The reason four boats were lost or sunk with 605 drownings can, I believe, be found in the present opaque system of a layered separation between the intelligence collection and analysis process, and BPC’s ocean surveillance, detection and interception process. Intelligence collected from various sources (e.g. police intelligence of departures from Indonesia, radio and phone signals intercepted from boats, broad-area long-distance JORN radar) is assessed inside Customs in a top-secret black box called the People Smuggling Intelligence Analysis Team (PSIAT).

See Customs' submission to joint select committee into Christmas Island tragedy, submission No.8, paras 61-64, PDF file, SIEV 221 Internal Review.

PSIAT produces a top-secret daily intelligence product for a top-level readership, and a separate daily product for BPC, which is effectively BPC’s daily surveillance, detection and interception worksheet. If PSIAT has not listed an incoming boat in that latter daily worksheet, BPC won’t know anything about it. We can thus accept BPC officials’ sworn testimony in recent inquiries that they knew nothing about SIEV 221 until it arrived at Christmas Island: presumably it was not on their daily product from PSIAT.

The question is, what did PSIAT (or its predecessor in 2001) know about these four boats?

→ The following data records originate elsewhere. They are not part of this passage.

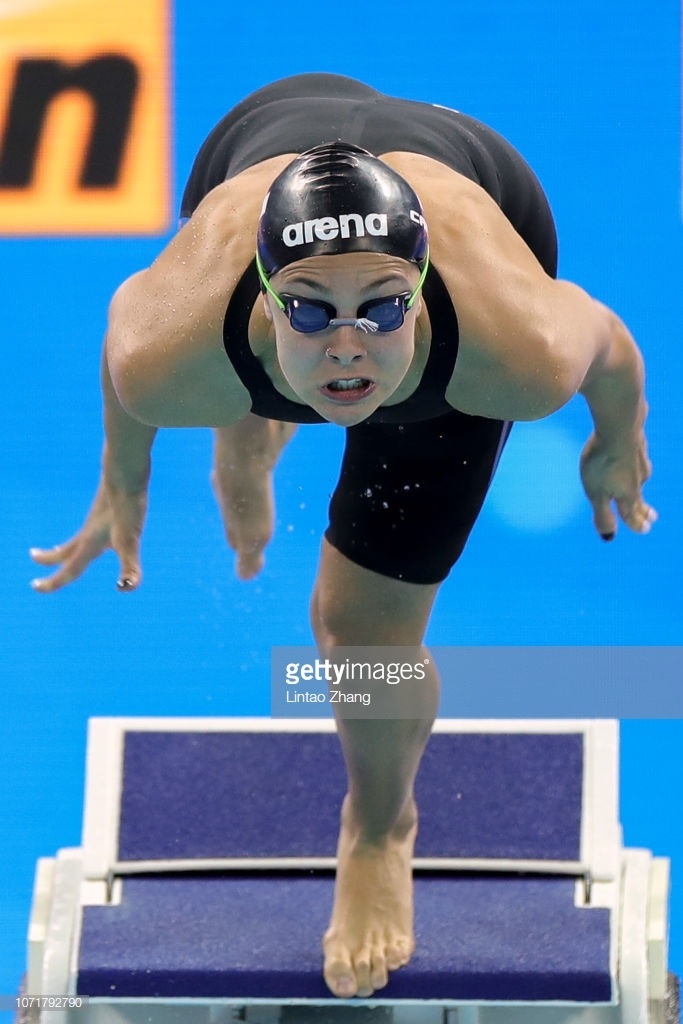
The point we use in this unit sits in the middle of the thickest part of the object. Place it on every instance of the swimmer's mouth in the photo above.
(348, 389)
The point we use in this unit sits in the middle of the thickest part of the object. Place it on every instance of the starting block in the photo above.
(205, 880)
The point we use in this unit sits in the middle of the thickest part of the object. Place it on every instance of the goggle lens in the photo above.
(310, 315)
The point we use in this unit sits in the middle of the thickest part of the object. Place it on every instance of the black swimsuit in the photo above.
(415, 474)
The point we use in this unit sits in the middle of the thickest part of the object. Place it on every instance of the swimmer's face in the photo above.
(341, 372)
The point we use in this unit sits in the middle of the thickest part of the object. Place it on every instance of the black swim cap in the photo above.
(335, 199)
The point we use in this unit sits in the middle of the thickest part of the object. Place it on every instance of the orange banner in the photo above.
(85, 112)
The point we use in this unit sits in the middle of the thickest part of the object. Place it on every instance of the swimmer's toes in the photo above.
(340, 978)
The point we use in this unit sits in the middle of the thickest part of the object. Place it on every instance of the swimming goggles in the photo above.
(311, 315)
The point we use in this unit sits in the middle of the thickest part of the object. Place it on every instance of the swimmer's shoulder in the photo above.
(165, 338)
(504, 299)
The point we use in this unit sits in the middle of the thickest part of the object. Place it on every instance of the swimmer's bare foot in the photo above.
(242, 478)
(371, 930)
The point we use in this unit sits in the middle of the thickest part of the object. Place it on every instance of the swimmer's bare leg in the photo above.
(242, 478)
(371, 931)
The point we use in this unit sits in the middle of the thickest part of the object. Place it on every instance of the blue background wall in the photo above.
(590, 94)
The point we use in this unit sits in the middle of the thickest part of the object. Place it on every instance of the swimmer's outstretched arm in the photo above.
(529, 344)
(614, 463)
(117, 515)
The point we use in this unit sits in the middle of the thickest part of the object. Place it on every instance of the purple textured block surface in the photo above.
(249, 935)
(194, 795)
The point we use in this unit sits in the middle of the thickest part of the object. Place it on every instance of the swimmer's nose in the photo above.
(346, 346)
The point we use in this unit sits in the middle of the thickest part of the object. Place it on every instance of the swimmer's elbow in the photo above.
(129, 380)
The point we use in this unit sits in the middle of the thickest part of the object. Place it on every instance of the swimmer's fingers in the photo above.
(613, 484)
(73, 559)
(638, 515)
(113, 523)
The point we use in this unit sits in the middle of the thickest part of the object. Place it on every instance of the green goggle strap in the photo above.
(270, 290)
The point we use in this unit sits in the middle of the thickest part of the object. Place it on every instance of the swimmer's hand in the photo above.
(613, 474)
(115, 521)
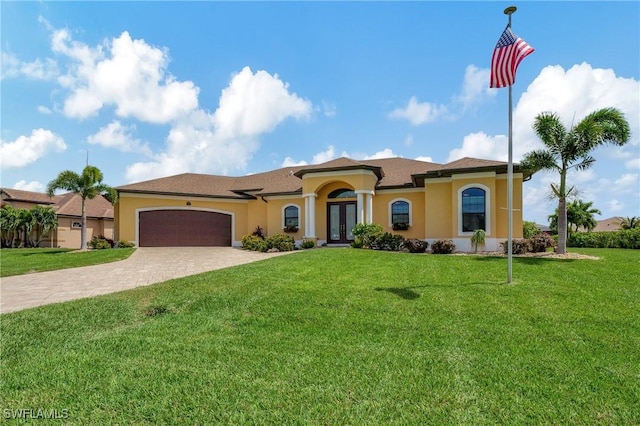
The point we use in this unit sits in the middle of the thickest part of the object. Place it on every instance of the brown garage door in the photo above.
(184, 228)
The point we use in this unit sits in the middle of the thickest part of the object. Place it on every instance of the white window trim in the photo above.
(487, 208)
(284, 217)
(406, 200)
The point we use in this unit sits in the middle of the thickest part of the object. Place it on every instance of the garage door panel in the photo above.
(184, 228)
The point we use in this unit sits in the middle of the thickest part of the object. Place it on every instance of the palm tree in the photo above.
(88, 185)
(567, 149)
(629, 222)
(584, 215)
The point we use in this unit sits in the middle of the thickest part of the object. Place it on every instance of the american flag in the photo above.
(507, 55)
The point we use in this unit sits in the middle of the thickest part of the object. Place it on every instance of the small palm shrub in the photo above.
(415, 245)
(281, 242)
(125, 244)
(443, 247)
(518, 246)
(364, 233)
(307, 244)
(254, 243)
(100, 242)
(387, 241)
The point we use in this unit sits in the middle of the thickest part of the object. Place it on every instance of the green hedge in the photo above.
(628, 238)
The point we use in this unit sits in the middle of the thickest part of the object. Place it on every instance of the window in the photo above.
(473, 209)
(291, 217)
(400, 213)
(343, 193)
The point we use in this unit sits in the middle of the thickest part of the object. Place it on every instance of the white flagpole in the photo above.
(509, 11)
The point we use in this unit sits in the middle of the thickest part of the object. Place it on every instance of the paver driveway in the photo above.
(147, 265)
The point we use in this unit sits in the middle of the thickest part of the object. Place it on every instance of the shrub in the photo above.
(628, 238)
(443, 247)
(364, 232)
(518, 246)
(415, 245)
(125, 244)
(258, 232)
(281, 242)
(540, 243)
(254, 243)
(530, 229)
(387, 241)
(100, 242)
(307, 244)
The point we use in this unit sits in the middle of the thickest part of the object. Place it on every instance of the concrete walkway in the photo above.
(147, 265)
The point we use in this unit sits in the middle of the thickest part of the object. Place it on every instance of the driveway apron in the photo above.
(147, 265)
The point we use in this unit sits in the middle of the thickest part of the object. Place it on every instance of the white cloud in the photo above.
(481, 145)
(290, 162)
(385, 153)
(475, 87)
(33, 186)
(129, 74)
(117, 136)
(29, 149)
(37, 69)
(419, 113)
(324, 156)
(223, 142)
(256, 103)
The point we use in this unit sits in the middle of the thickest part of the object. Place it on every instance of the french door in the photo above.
(341, 219)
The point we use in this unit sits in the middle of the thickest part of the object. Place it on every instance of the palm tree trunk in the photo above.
(83, 231)
(562, 225)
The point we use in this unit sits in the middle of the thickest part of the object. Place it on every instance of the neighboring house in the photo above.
(324, 202)
(68, 208)
(610, 224)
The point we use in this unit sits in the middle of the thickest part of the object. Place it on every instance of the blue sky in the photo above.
(152, 89)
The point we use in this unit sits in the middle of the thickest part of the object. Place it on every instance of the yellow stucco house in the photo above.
(323, 202)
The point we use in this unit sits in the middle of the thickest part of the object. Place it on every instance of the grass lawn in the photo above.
(343, 336)
(23, 261)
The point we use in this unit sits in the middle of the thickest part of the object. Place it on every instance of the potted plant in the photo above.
(400, 226)
(477, 238)
(290, 229)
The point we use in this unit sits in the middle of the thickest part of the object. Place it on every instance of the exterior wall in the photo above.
(416, 199)
(129, 204)
(275, 217)
(438, 205)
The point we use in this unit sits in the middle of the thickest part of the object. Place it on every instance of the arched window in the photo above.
(473, 209)
(400, 213)
(342, 193)
(291, 216)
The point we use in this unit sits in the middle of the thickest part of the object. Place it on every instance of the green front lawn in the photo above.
(24, 261)
(343, 336)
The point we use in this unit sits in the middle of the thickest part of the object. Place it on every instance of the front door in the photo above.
(341, 219)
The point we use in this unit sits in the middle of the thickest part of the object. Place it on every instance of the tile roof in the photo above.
(28, 196)
(68, 204)
(391, 172)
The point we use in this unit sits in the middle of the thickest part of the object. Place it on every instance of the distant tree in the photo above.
(8, 225)
(88, 185)
(530, 229)
(567, 149)
(629, 222)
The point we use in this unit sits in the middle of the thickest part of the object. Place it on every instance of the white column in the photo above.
(310, 215)
(369, 208)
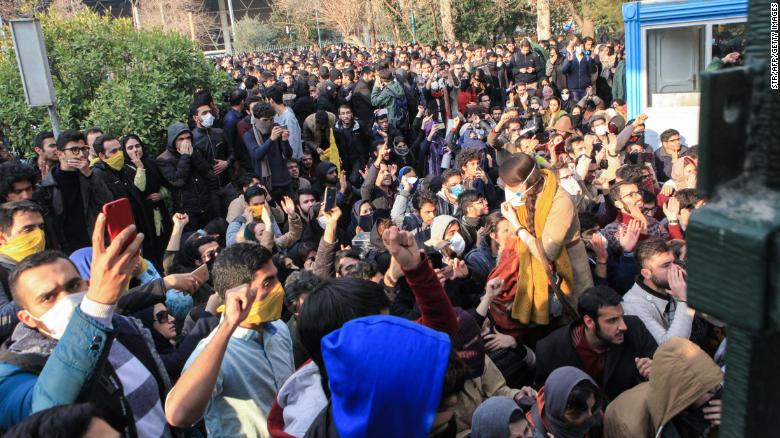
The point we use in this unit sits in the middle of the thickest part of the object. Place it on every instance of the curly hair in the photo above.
(12, 172)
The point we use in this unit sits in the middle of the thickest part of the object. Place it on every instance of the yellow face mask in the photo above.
(24, 245)
(267, 310)
(116, 161)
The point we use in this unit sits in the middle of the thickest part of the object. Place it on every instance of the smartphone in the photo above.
(118, 216)
(201, 273)
(330, 198)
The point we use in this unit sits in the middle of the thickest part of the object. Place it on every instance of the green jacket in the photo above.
(385, 97)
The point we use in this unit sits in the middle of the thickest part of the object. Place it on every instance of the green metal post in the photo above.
(733, 242)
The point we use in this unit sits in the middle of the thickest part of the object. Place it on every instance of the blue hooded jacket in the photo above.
(385, 376)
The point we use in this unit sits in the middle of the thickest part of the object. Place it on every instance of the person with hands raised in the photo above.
(223, 380)
(659, 296)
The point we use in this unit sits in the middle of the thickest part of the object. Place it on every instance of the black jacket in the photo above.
(186, 175)
(620, 372)
(353, 144)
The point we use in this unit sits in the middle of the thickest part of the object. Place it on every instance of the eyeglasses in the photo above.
(78, 150)
(162, 316)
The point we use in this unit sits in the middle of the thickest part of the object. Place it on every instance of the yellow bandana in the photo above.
(266, 310)
(116, 162)
(24, 245)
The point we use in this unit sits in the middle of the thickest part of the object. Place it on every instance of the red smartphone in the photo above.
(118, 216)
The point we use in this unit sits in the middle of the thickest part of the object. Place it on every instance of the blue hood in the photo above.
(385, 376)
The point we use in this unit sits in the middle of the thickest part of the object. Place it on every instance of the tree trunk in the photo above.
(543, 19)
(447, 24)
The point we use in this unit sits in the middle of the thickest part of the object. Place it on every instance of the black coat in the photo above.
(620, 372)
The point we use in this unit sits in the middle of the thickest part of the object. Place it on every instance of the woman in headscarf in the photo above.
(544, 219)
(568, 405)
(148, 179)
(161, 323)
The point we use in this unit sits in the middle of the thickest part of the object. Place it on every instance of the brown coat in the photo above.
(310, 135)
(682, 372)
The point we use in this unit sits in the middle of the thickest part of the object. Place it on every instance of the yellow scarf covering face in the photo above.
(267, 310)
(332, 153)
(23, 245)
(531, 299)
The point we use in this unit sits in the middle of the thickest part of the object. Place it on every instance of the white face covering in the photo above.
(457, 243)
(517, 199)
(207, 120)
(323, 221)
(57, 318)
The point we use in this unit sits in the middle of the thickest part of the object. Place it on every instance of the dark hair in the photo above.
(237, 265)
(568, 145)
(669, 133)
(422, 198)
(263, 109)
(9, 209)
(275, 94)
(236, 97)
(298, 284)
(331, 305)
(59, 421)
(468, 154)
(250, 82)
(12, 172)
(579, 396)
(518, 168)
(648, 249)
(595, 298)
(588, 220)
(250, 100)
(255, 191)
(614, 191)
(45, 257)
(632, 173)
(99, 143)
(467, 198)
(40, 137)
(68, 136)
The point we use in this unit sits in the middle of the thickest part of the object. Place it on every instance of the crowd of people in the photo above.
(401, 241)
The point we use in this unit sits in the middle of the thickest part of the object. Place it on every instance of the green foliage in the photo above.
(108, 75)
(253, 34)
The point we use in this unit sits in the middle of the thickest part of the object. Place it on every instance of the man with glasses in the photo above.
(72, 195)
(631, 225)
(671, 149)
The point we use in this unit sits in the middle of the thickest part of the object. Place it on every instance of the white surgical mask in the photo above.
(57, 318)
(207, 120)
(457, 243)
(323, 221)
(571, 186)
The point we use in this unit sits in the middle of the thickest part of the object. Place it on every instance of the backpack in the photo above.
(401, 112)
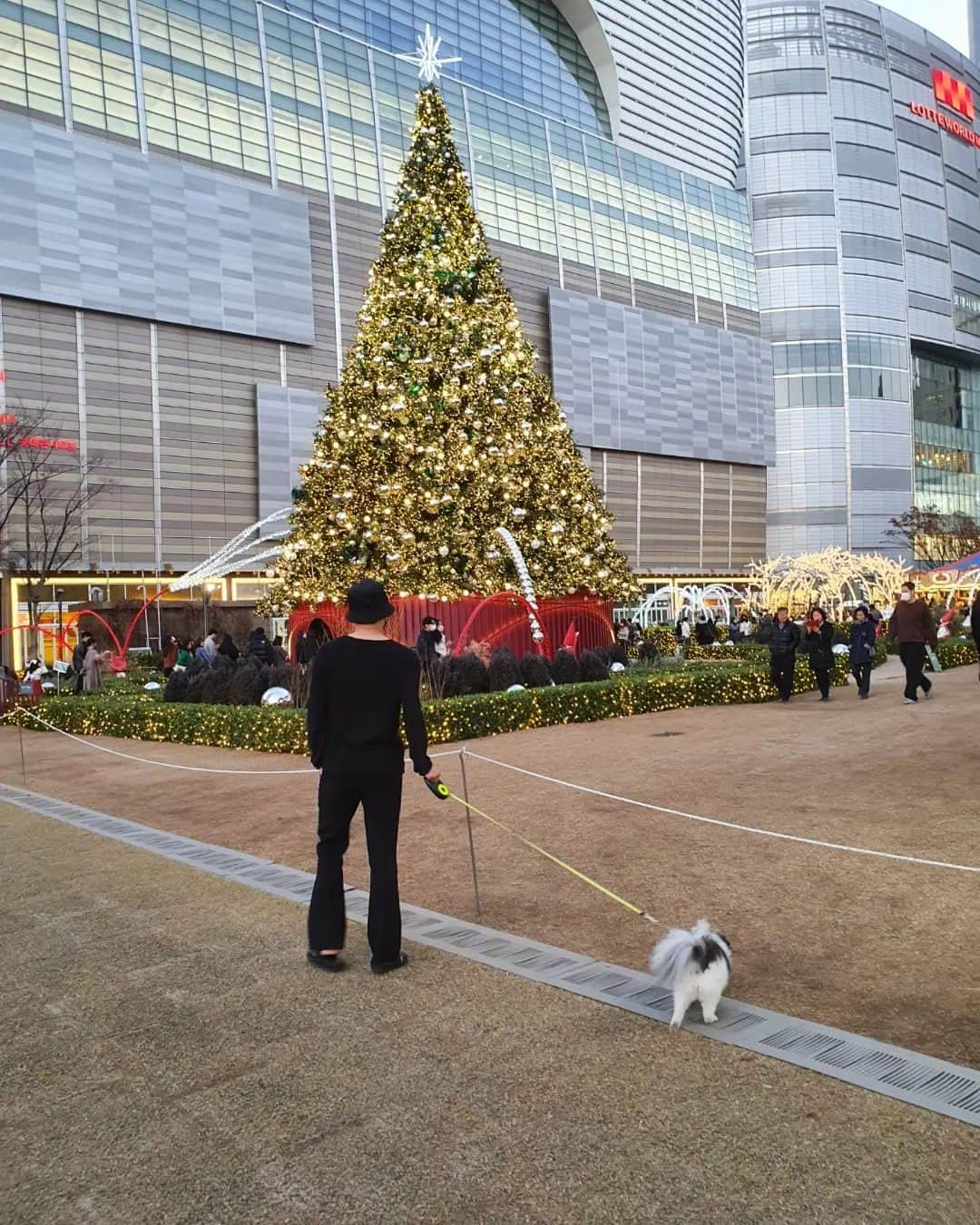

Why did the intelligence process get its workface product tragically wrong in these four cases over 10 years, when it seems to have got it safely right for 517 boats? (And presumably using similar data sources and methods of analysis in all cases.)

As long as PSIAT processes and data stay in their present top-secret black box, we won’t know. But these are not national security secrets. This is about proper accountability for 605 civilian deaths in transit to Australia on suspected irregular entry vessels, whose detection and interception should be at all times carried out in ways consistent with international maritime law on safety of life at sea.

Australians have a right to know the true causes of these very occasional tragic failures, in our usually very safe national intelligence-based detection and interception system. This regardless of our varying political views on how to treat people who come to Australia in SIEV boats seeking our protection. This is about standards of truth in governance.